Scheggia killer, guerra sui risarcimenti
TRIESTE La tragica fine di Aleks Unussich piomba per la prima volta in un’aula di tribunale. L’uomo, un triestino di quarantaquattro anni, era morto il 17 agosto del 2016 in un campeggio croato di Valle d’Istria, il “Mon Perin”, a causa dell’esplosione di una porta a vetri del padiglione delle docce. Una scheggia gli si era conficcata nel collo tranciando la carotide.
Giovedì 14 dicembre comincia il processo civile. Nel palazzo di giustizia di Pola, per la precisione, che ha diretta competenza nella circoscrizione in cui è avvenuto il fatto. Un passo avanti, si direbbe, perché sul fronte penale continua il muro di gomma dei croati: nonostante sia trascorso quasi un anno e mezzo dall’episodio, sul versante investigativo non si nuove foglia.
Non risulta neppure una perizia sulle vetrate delle docce, nonostante fosse stata disposta già sei mesi fa dalle autorità di Zagabria. Perché sono scoppiate all’improvviso? Per il troppo calore? Ma il materiale è stato sequestrato? Il procedimento penale, aperto dalla Procura di Pisino, risulta quindi a un punto fermo. Uno stallo, insomma, di cui sarebbe stato informato anche il Consolato generale di Fiume.

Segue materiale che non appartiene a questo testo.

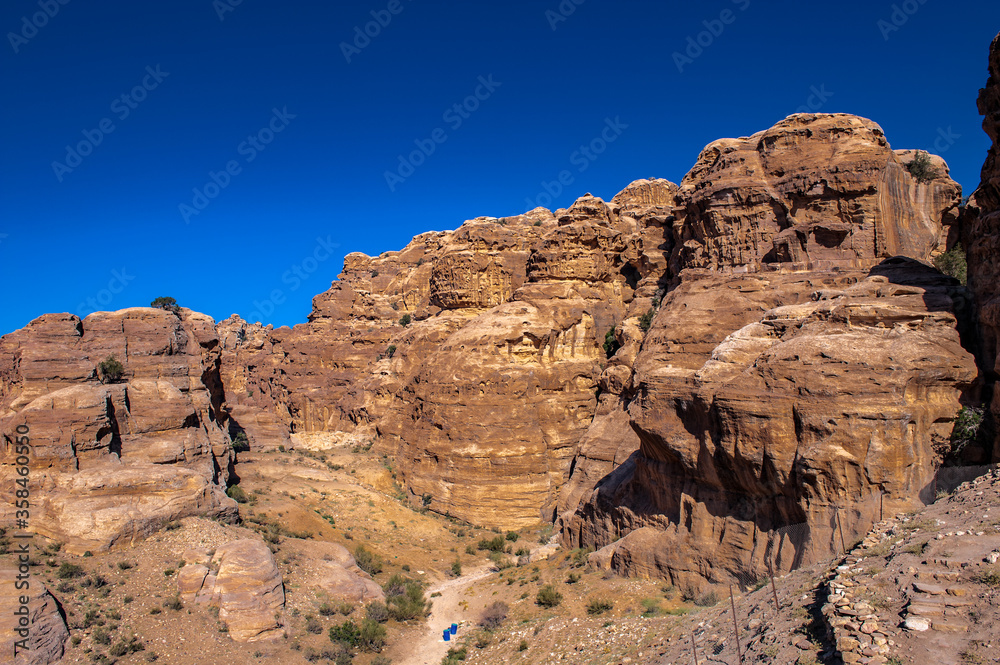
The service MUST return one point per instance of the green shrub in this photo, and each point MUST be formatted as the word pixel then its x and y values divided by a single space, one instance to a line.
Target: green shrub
pixel 455 656
pixel 371 636
pixel 967 426
pixel 237 494
pixel 377 611
pixel 989 577
pixel 405 598
pixel 313 625
pixel 953 263
pixel 166 303
pixel 611 344
pixel 368 561
pixel 241 443
pixel 548 596
pixel 599 606
pixel 69 571
pixel 921 168
pixel 495 544
pixel 494 615
pixel 111 369
pixel 346 633
pixel 646 320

In attesa di sviluppi in questa direzione, la prima udienza del processo civile si tiene oggi alle 10 e 30. La causa è stata intentata dai famigliari di Aleks Unussich (la vedova, il fratello, la sorella e i genitori), difesi dagli avvocati Silvano Poli e dal croato Boris Modrusan di Pola. Si tratta di un inizio, un’udienza di comparizione delle parti: saranno presenti, oltre ai parenti della vittima, i rappresentanti del “Mon Perin” e del Comune di Valle d’Istria, proprietario del terreno in cui si trova il campeggio.
Una battaglia a tutti gli effetti per portare giustizia a una morte tanto tragica quanto incredibile. Ma per poter proseguire, l’azione civile dovrà prima superare un ostacolo di non poco conto. La questione di fondo è squisitamente legale: per decidere a quanto ammonterà l’entità del risarcimento si dovrà fare riferimento al codice italiano o a quello croato? Il tema è complesso. I legali della famiglia Unussich hanno chiesto al tribunale civile che vengano applicati i criteri di risarcimento italiani, visto che i parenti sono residenti a Trieste. Circostanza, questa, che consentirebbe ti ottenere una somma che si aggira attorno al milione di euro. Con i parametri croati pare non si arrivi oltre i 30 mila euro. Sarà il tribunale di Pola a decidere. «Chiediamo che il risarcimento sia commisurato al nostro tenore di vita e ai nostri criteri e non a quelli stranieri che sono assolutamente inferiori», afferma l’avvocato Poli. «Trentamila euro è una cifra assurda per quanto accaduto».
Sul profilo penale, come detto, è calato il silenzio. Mancano le perizie, così come mancano gli indagati. Sembrava essersi mosso qualcosa lo scorso 14 aprile, quando un magistrato croato aveva convocato l’unico testimone oculare presente nel momento dell’incidente. L’interrogatorio era stato assistito da un interprete, ma il verbale firmato dal teste era poi stato redatto solo in lingua croata, risultando di fatto incomprensibile a chi aveva fatto le dichiarazioni.
Tutto fermo, dunque, nonostante una settimana dopo la tragedia si fossero attivati anche i carabinieri: gli investigatori croati erano stati affiancati da alcuni militari italiani nell’ambito dei rapporti bilaterali tra Italia e Croazia e in particolare con l’Istria. Era stato il questore di Pola a suggerire la procedura.
«Non ho proprio idea di cosa stia accadendo – affermava qualche mese fa Tanja Unussich, la sorella di Aleks – perché non abbiamo contatti con nessuno, se non con i nostri avvocati. Oltre a loro, nessuno ci ha chiamati. Silenzio da tutti, dal campeggio e anche dalla polizia croata».